Dec. 6 (Bloomberg) -- Emerging-market stocks fell for the first time in seven days as Standard & Poor’s put 15 European nations on watch for potential ratings downgrades, fueling concern the region’s debt crisis will hurt the global economy.
The MSCI Emerging Markets Index slid 1 percent to 956.22 at 10:35 a.m. in London, snapping a six-day, 10 percent rally. The Taiex Index slid 2 percent in Taiwan and the Kospi Index sank 1 percent in Seoul. The Hang Seng China Enterprises Index retreated 1.5 percent after Fitch Ratings said a Chinese property-price correction will lead to worsening loan portfolios while Nomura Holdings Inc. cut its estimate for China’s economic growth next year. The Micex Index slipped 0.6 percent in Russia.

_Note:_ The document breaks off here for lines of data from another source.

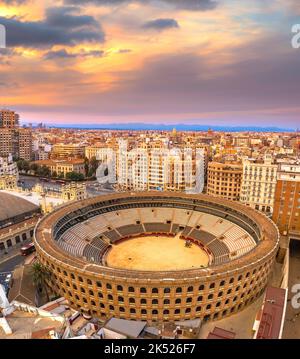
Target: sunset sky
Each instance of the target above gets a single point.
(212, 62)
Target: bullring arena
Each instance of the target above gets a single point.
(157, 256)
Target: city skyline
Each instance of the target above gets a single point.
(174, 62)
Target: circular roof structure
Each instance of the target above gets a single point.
(83, 233)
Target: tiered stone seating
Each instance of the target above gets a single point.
(202, 236)
(131, 229)
(112, 235)
(157, 227)
(74, 243)
(175, 228)
(186, 231)
(92, 254)
(218, 248)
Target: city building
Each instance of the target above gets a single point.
(18, 218)
(160, 169)
(224, 180)
(287, 200)
(63, 167)
(67, 150)
(8, 167)
(258, 183)
(14, 140)
(73, 191)
(106, 171)
(8, 119)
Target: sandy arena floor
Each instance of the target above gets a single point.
(156, 253)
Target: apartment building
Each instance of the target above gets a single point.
(67, 150)
(259, 183)
(287, 200)
(8, 167)
(224, 180)
(160, 169)
(8, 119)
(14, 140)
(62, 167)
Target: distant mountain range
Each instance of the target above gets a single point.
(169, 127)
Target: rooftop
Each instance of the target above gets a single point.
(13, 206)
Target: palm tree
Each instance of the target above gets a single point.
(40, 274)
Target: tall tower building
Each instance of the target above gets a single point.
(287, 200)
(258, 184)
(14, 140)
(8, 119)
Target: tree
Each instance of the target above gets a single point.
(93, 164)
(34, 167)
(74, 176)
(40, 275)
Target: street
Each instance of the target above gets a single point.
(93, 187)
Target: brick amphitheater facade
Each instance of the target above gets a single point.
(226, 286)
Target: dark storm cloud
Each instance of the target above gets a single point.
(60, 54)
(161, 24)
(195, 5)
(63, 54)
(64, 17)
(60, 27)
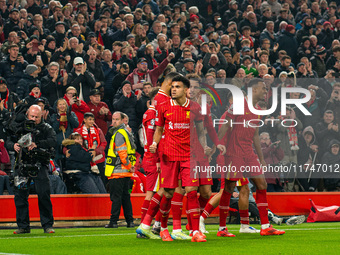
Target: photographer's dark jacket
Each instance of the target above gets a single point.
(44, 139)
(79, 158)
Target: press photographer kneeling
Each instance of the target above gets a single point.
(33, 143)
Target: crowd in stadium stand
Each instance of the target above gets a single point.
(101, 56)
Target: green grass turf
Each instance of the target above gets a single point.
(307, 238)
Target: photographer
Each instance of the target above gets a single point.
(43, 138)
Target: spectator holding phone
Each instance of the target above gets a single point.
(63, 121)
(12, 67)
(78, 106)
(53, 85)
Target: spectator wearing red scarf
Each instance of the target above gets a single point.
(95, 143)
(79, 107)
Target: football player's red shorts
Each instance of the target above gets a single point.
(172, 171)
(239, 167)
(152, 177)
(204, 175)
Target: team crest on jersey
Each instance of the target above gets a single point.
(230, 109)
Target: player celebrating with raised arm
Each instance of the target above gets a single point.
(240, 154)
(174, 118)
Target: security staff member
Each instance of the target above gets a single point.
(44, 139)
(120, 163)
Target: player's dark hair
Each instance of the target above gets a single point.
(329, 112)
(254, 82)
(184, 80)
(153, 92)
(171, 75)
(88, 115)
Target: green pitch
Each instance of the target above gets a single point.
(307, 238)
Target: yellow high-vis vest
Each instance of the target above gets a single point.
(112, 157)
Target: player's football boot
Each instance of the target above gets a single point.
(248, 230)
(180, 236)
(296, 220)
(271, 231)
(225, 233)
(156, 230)
(202, 226)
(165, 235)
(146, 232)
(198, 237)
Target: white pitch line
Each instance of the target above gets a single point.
(126, 234)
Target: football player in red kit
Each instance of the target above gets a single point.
(240, 154)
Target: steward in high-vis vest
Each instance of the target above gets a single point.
(120, 163)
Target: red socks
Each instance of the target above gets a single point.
(224, 207)
(165, 209)
(158, 216)
(145, 207)
(189, 227)
(244, 217)
(193, 209)
(152, 210)
(262, 205)
(207, 211)
(177, 207)
(203, 202)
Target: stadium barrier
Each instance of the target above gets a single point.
(98, 207)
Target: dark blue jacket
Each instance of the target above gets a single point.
(79, 158)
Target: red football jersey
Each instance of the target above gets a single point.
(240, 140)
(149, 127)
(176, 122)
(160, 99)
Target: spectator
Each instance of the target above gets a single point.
(81, 79)
(53, 85)
(334, 103)
(79, 107)
(100, 110)
(94, 139)
(31, 76)
(34, 94)
(272, 154)
(268, 33)
(78, 165)
(4, 178)
(326, 130)
(63, 121)
(127, 102)
(288, 42)
(110, 70)
(318, 61)
(94, 66)
(315, 106)
(12, 67)
(119, 171)
(142, 72)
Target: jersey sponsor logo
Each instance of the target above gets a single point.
(181, 125)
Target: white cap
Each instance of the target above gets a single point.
(78, 60)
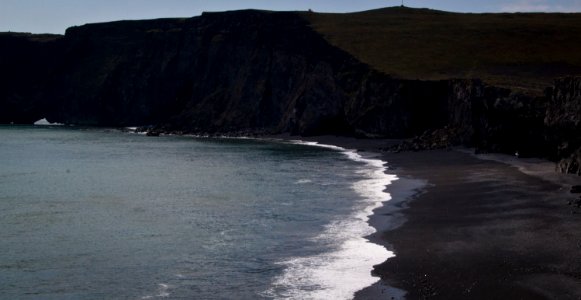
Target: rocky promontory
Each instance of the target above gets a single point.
(268, 72)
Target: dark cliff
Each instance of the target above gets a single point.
(250, 71)
(266, 72)
(26, 61)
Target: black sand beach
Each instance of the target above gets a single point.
(474, 227)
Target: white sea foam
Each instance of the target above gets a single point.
(162, 292)
(43, 122)
(303, 181)
(347, 269)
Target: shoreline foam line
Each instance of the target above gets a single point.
(346, 270)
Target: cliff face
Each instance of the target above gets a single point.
(246, 71)
(266, 72)
(563, 121)
(497, 120)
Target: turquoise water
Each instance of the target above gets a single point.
(98, 214)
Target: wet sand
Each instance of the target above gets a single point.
(483, 229)
(474, 227)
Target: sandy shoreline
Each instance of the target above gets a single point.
(474, 227)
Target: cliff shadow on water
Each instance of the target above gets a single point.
(260, 72)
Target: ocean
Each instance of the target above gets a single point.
(105, 214)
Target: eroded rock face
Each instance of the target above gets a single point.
(243, 71)
(563, 122)
(255, 72)
(26, 61)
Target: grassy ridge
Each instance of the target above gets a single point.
(520, 51)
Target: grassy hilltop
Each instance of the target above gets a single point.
(522, 51)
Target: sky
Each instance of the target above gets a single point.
(54, 16)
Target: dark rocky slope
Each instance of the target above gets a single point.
(259, 72)
(26, 61)
(249, 71)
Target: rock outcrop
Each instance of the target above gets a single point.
(257, 72)
(26, 61)
(563, 123)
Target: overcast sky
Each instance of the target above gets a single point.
(54, 16)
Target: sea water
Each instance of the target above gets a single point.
(101, 214)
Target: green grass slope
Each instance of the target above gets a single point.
(522, 51)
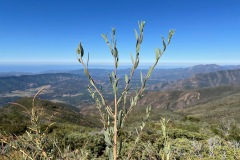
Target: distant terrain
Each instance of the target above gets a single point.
(202, 103)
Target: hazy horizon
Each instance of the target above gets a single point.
(38, 68)
(49, 31)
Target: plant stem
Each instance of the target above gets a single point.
(115, 129)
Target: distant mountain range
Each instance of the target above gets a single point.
(203, 91)
(71, 87)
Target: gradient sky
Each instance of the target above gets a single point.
(48, 31)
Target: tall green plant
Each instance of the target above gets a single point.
(114, 117)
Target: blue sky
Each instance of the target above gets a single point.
(48, 31)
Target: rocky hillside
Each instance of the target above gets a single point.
(213, 79)
(173, 100)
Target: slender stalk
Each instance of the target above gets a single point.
(115, 129)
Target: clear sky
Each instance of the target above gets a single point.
(48, 31)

Euro-region nations including Germany and France risk losing their AAA credit ratings, S&P said yesterday. German Chancellor Angela Merkel and French President Nicolas Sarkozy strengthened their push for new rules to tighten euro area economic cooperation ahead of a summit of European leaders on Dec. 8-9.
“Investors are more cautious this morning” following the move by S&P, Slava Smolyaninov and Leonid Slipchenko, analysts at UralSib Capital in Moscow, said in an e-mailed note to clients. “This comes in anticipation of this week’s EU summit and is supposed to send the right message to regional leaders to find a compromise and speed up efforts to remove tensions in the European financial system.”
Steelmaker OAO Magnitogorsk Iron & Steel fell 1.6 percent in Moscow and OAO Gazprom, the world’s largest natural gas exporter, slid 1.4 percent as metals prices retreated and oil slumped as much as 0.6 percent.
The ruble fell 0.7 percent against the dollar, and the rand weakened 1.2 percent. The lira depreciated by 0.4 percent.
The FTSE/JSE Africa All Share Index slipped 0.3 percent in Johannesburg.
OTP Bank Nyrt., Hungary’s largest lender, led declines in Budapest, falling 2 percent. The BUX Index slid 1.3 percent.
Industrial & Commercial Bank of China Ltd. dropped 1.2 percent in Hong Kong trading. Bank of China Ltd. sank 1.8 percent, its first loss in four days.
Chinese banks’ exposure to the property market is understated, Charlene Chu, head of China financial institutions at Fitch Ratings, told reporters on a teleconference yesterday. Nomura Holdings Inc. cut its estimate for China’s economic growth next year to 7.9 percent from 8.6 percent as investment in private housing slows and external demand weakens.
E Ink Holdings Inc. sank 7 percent in Taipei. Client Amazon.com Inc.’s Kindle Fire has Wi-Fi functionality problems, Electronista reported. STX Pan Ocean Co., South Korea’s biggest bulk carrier, fell 4.5 percent, the most since Nov. 10, after the company said a leak was found in a ballast tank on an iron- ore transport vessel.
The extra yield investors demand to own emerging-market debt over U.S. Treasuries fell three basis points, or 0.03 percentage point, to 402, according to JPMorgan Chase & Co.’s EMBI Global Index.
The Markit iTraxx SovX CEEMEA Index of eastern European, Middle East and Africa credit-default swaps declined one basis points to 307, according to data provider CMA.
Indian markets were closed for a holiday.